いわく「(昔から)政治は男のやるものときまっていた。そして男たちは、ああでもない、こうでもないといろいろやってきたが、どうやってみたところで、戦争は次から次へとくりかえされるし、世の中の不合理は、少しも改まらないのである」と。そんな花森がうなずくような、今年のノーベル平和賞だった。

贈られる女性3人のうち、エレン・サーリーフ氏(73)は西アフリカのリベリアの大統領。独裁や汚職やらで「男たち」が荒廃させた国を建て直してきた。

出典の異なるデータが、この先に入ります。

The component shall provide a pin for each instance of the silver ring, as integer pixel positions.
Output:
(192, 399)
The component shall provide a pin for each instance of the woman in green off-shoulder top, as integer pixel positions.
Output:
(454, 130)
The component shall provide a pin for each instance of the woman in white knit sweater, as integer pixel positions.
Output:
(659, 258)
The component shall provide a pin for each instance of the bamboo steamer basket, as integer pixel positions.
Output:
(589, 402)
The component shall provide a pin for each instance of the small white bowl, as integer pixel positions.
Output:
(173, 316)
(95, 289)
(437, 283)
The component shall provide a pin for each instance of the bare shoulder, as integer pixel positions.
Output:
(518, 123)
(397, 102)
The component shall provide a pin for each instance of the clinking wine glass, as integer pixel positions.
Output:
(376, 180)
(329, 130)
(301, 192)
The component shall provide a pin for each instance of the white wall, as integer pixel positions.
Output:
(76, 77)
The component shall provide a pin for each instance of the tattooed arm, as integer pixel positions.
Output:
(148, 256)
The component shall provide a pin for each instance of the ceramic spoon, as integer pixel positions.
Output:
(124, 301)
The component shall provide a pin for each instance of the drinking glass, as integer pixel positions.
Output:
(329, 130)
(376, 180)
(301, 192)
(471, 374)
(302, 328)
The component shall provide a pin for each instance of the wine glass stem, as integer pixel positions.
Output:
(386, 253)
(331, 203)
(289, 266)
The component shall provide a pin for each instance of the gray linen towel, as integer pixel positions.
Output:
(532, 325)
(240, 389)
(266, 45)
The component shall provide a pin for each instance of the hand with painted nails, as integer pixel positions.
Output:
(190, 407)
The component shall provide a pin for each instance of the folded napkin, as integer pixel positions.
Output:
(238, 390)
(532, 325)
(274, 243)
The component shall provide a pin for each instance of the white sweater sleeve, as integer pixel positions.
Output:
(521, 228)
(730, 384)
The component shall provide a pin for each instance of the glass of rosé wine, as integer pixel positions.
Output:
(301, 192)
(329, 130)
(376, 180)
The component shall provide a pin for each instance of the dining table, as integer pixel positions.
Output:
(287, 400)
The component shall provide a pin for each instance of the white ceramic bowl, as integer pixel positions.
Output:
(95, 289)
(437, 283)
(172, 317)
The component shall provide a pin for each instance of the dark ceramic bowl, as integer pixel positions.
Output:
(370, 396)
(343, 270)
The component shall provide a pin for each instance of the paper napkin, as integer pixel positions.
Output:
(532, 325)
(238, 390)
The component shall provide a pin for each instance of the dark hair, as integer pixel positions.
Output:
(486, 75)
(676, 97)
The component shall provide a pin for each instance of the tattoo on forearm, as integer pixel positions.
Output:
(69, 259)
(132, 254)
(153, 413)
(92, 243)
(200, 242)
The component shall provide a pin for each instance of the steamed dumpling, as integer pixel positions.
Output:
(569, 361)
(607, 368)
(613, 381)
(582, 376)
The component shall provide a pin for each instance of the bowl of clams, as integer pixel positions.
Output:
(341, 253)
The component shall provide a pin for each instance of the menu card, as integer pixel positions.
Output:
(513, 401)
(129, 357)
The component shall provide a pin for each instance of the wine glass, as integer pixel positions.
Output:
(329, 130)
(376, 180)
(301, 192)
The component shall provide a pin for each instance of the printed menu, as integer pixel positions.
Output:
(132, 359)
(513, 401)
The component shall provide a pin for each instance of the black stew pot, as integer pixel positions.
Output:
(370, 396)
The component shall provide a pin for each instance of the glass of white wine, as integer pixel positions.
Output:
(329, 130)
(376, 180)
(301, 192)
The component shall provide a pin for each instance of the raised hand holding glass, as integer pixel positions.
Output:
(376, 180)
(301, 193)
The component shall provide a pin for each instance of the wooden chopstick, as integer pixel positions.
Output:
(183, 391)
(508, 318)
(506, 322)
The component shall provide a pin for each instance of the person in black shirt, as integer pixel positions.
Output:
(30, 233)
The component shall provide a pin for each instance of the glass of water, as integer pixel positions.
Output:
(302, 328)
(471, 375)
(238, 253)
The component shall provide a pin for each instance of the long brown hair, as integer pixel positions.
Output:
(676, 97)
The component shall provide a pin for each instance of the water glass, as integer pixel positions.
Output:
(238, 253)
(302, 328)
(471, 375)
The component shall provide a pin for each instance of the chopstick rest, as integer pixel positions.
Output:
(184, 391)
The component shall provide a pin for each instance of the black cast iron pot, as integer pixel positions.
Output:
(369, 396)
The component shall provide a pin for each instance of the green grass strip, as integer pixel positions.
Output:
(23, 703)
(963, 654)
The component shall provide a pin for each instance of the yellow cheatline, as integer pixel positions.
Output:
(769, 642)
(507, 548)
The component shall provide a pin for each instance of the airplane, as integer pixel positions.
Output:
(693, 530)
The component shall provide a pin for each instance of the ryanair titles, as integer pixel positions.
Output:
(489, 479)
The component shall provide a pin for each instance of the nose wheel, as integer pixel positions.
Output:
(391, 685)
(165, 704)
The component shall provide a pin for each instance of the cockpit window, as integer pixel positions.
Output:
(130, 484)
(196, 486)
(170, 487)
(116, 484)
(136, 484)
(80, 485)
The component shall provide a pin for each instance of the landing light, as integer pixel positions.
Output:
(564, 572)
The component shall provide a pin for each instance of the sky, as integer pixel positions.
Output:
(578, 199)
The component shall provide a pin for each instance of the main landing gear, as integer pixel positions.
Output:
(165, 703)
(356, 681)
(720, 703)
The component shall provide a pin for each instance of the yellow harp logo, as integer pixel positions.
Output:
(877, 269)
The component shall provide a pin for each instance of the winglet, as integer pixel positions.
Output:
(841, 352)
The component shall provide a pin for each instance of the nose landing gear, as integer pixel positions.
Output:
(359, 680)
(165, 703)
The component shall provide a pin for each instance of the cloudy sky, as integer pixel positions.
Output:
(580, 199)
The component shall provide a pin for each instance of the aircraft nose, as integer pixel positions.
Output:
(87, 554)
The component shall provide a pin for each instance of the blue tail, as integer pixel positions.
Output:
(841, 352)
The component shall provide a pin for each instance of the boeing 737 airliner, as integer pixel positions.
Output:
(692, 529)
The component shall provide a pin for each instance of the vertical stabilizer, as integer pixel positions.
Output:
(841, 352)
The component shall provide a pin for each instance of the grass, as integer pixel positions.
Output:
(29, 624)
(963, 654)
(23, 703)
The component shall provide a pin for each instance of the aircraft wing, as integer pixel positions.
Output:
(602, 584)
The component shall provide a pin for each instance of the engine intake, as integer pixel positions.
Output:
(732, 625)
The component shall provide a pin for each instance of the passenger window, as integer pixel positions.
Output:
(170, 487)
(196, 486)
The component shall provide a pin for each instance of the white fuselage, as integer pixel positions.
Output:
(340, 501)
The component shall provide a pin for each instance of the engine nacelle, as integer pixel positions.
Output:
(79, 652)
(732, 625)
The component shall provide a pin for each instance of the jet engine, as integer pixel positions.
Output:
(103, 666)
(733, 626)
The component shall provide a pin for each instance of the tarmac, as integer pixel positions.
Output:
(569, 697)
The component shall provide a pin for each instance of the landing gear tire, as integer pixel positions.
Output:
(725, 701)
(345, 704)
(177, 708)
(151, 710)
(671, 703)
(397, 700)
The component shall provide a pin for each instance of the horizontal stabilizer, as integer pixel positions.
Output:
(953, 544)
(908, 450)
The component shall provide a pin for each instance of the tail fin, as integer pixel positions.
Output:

約27万人が内戦で死に、失業率は85%、識字率4割という出発点から6年前に走り出した。汚職撲滅のために財務省の全職員300人を解雇し、同省や司法、商務などの大臣、警察トップに女性を起用した。「豪腕」とはたぶん、こうした人のことを言う。

自身、投獄された経験があり、その姿勢は「非暴力」に根ざす。「非暴力は人間に委ねられた最大の力である」とガンジーは言った。現職政治家ゆえ毀誉(きよ)も褒貶(ほうへん)もあろうが、現実を変える手段としての非暴力のパワーを信じたい。

ノーベル平和賞は栄(は)えある賞ながら、逆説的だ。不幸や不条理が大きいほど賞は注目され輝きを増す。受賞3女性の「銃なき闘い」が、平和賞不要の平和な世界につながるよう願う。